Several neoplasms can cause gonadotropin-independent isosexual precocity among girls. Granulosa cell tumors of the ovary are rare, being discovered by bimanual examination in 80% of cases.9 Antimüllerian hormone and inhibin are useful tumor markers for postoperative follow-up evaluation of these tumors. Gonadoblastomas can arise in streak gonads and secrete estrogen or even testosterone. These tumors are benign but can harbor malignant ovarian tumors. Estrogen-secreting adrenal neoplasms are infrequent compared with those that secrete androgens. Tumors that secrete human chorionic gonadotropin (hCG) cause no physical pubertal changes in girls due to endocrine effects alone. Girls and boys can be exposed to estrogens through ingestion of their mothers’ oral contraceptives or contact with estrogen-containing ointment; lavender oil and tea tree oil contain estrogen and exert these effects. Feminization also has been attributed to estrogen contamination of milk, meat, or even vitamins prepared on machinery previously used to package estrogen.

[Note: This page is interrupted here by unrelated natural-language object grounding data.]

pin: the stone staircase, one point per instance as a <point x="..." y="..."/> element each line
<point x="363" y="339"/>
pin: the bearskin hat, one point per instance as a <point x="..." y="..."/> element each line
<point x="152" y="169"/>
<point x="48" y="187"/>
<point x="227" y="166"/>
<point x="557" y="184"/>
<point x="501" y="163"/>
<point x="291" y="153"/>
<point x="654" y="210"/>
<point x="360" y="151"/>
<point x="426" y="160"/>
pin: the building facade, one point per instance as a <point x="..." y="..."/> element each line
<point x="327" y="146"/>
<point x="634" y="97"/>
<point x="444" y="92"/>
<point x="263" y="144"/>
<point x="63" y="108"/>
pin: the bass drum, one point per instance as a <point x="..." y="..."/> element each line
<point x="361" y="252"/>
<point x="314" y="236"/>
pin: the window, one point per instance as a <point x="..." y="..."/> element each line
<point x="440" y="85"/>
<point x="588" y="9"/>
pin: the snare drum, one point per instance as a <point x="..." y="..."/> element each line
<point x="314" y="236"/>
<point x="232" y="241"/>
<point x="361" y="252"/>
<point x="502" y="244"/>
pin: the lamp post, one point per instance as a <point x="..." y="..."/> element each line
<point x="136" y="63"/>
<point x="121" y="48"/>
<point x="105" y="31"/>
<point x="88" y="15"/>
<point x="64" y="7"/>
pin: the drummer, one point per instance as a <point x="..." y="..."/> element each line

Causes of GnRH-Independent Sexual Precocity among Boys and Girls
McCune-Albright syndrome is a disorder including irregular café-au-lait spots (“Coast of California pattern”), polyostotic fibrous dysplasia (cysts in the long bones and thickening of the skull), and autonomous endocrine function, usually manifesting as GnRH-independent sexual precocity. Patients may have autonomous hyperactivity of the somatotropes (acromegaly or gigantism), thyroid cells (thyrotoxicosis), parathyroid glands, or adrenal glands (Cushing syndrome). The widespread endocrine activity is caused by activating mutations of the stimulatory G-protein subunit of the adenyl cyclase system attached to the membrane receptor of the affected cells. Because these are somatic cell mutations that are not in the germline, the disease affects some organs while skipping others, leading to the variable manifestations.

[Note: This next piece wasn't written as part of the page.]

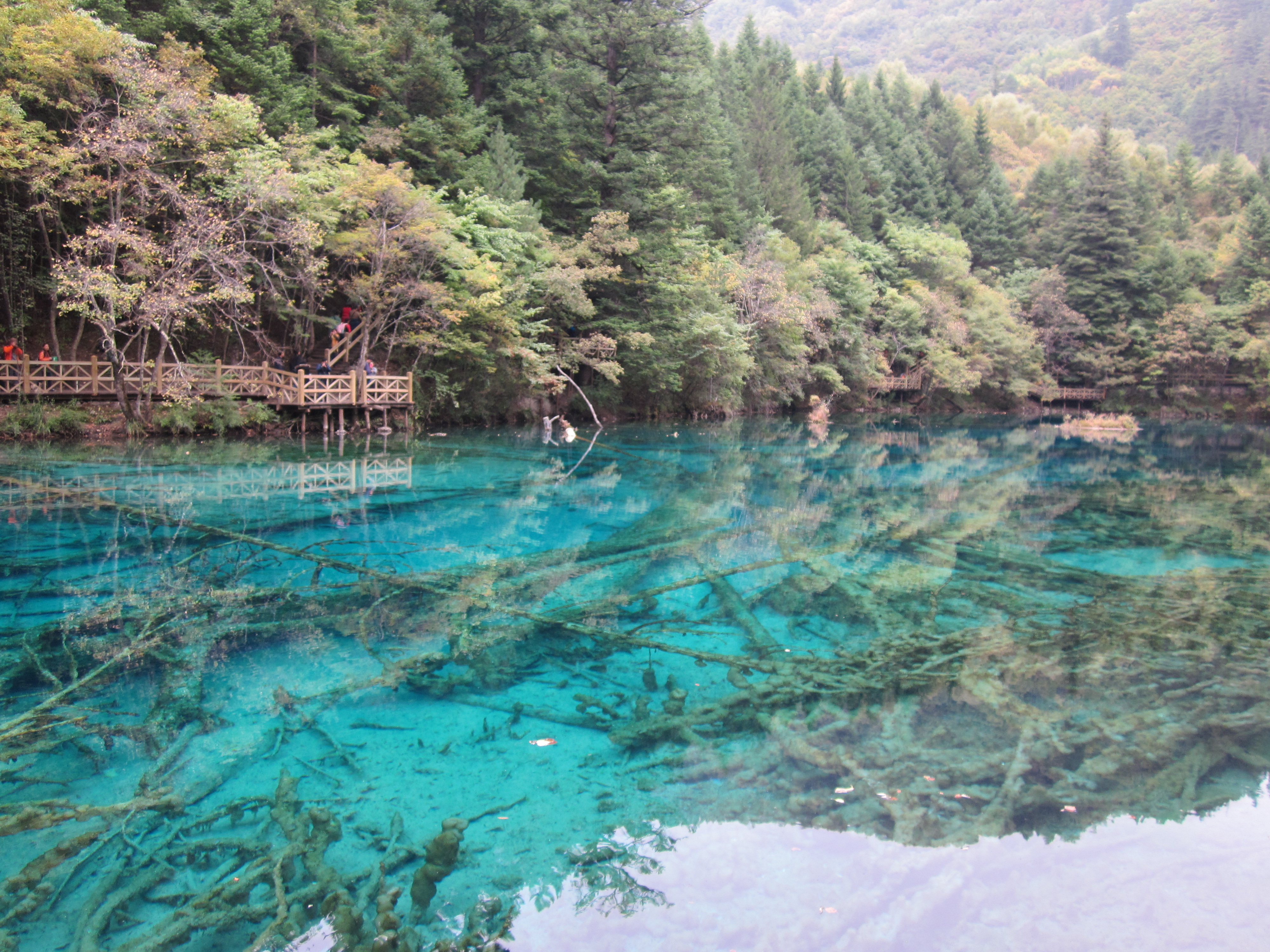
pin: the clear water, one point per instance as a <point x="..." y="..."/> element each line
<point x="733" y="687"/>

This syndrome is most common among girls but can affect boys. The skin and skeletal manifestations develop after birth. The sexual precocity of the McCune-Albright syndrome is initially autonomous, but exposure to the endogenous estrogens or androgens eventually can mature the hypothalamic-pituitary-gonadal axis and cause GnRH-dependent precocious puberty. Therapy in girls typically includes the use of an antiestrogen, and treatment options in boys include an antiandrogen in combination with an aromatase inhibitor.10,11 Agonists of GnRH have been effective later in childhood in managing secondary central precocious puberty, which occurs after maturation of the hypothalamic-pituitary-gonadal axis.

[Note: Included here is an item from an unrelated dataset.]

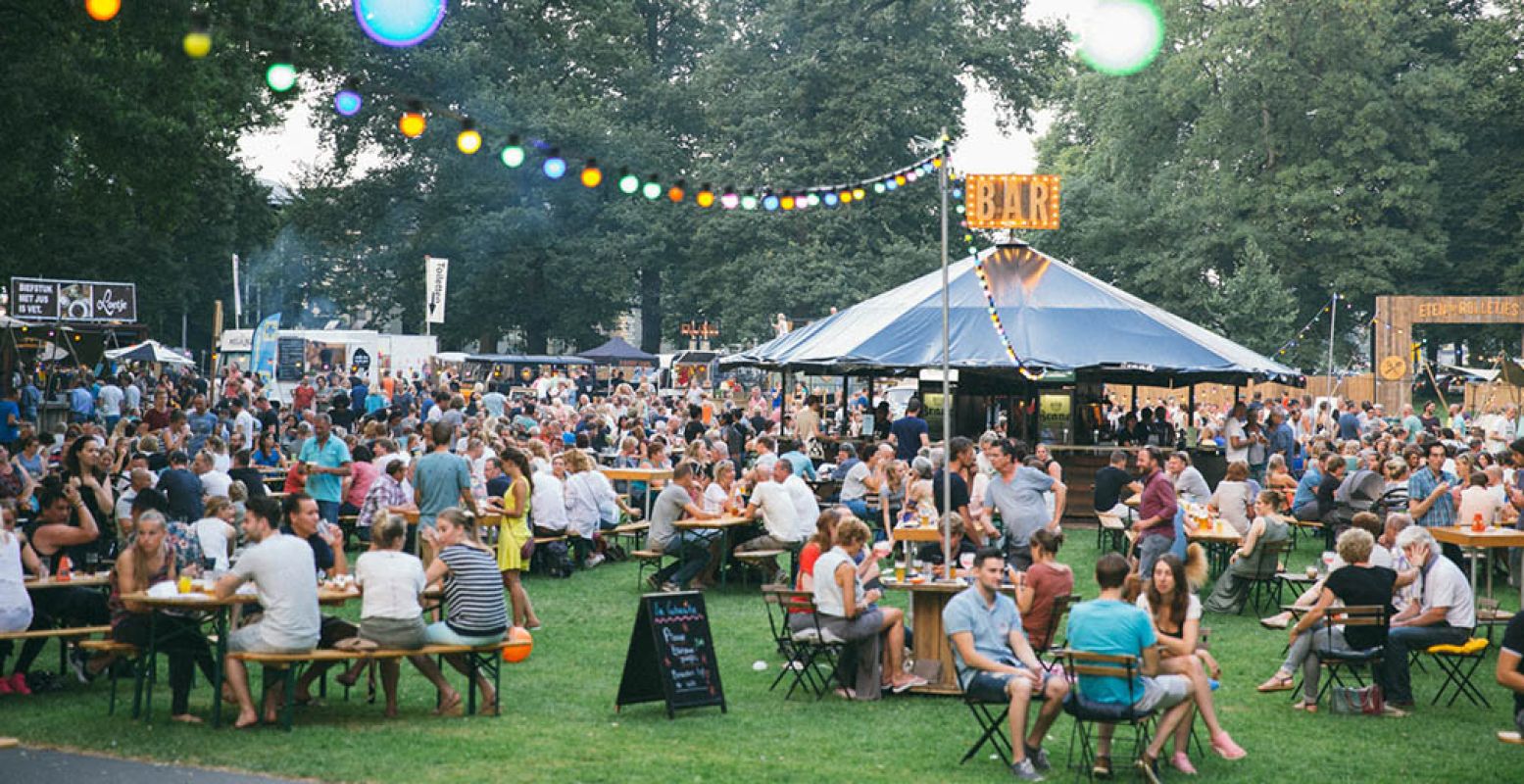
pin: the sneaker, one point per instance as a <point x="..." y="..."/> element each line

Severe, uncontrolled hypothyroidism can be associated with incomplete sexual precocity of both boys and girls. The extremely high levels of TSH caused by hypothyroidism can stimulate gonadotropin receptors (hormonal overlap syndrome). Plasma level of prolactin is elevated, and galactorrhea can occur, especially among girls. Growth is impaired as for any child with hypothyroidism, so there is no pubertal growth spurt. Girls may have breast development, menstrual flow, and estrogen effects on the vaginal mucosa. In boys, the size of the testes may increase because of enlargement of the seminiferous tubules. The pituitary gland may enlarge and erode the sella turcica in a manner incorrectly suggesting a tumor because of increased TSH secretion and thyrotroph hyperplasia. Once hypothyroidism is controlled, sexual precocity reverts and the sella turcica becomes smaller.
Peutz-Jeghers syndrome is an autosomal dominant condition characterized by nasal polyps, hyperpigmentation of the lips, and macules of the buccal mucosa; affected boys can have gynecomastia and precocious puberty with Sertoli cell tumors, and girls can develop ovarian cysts.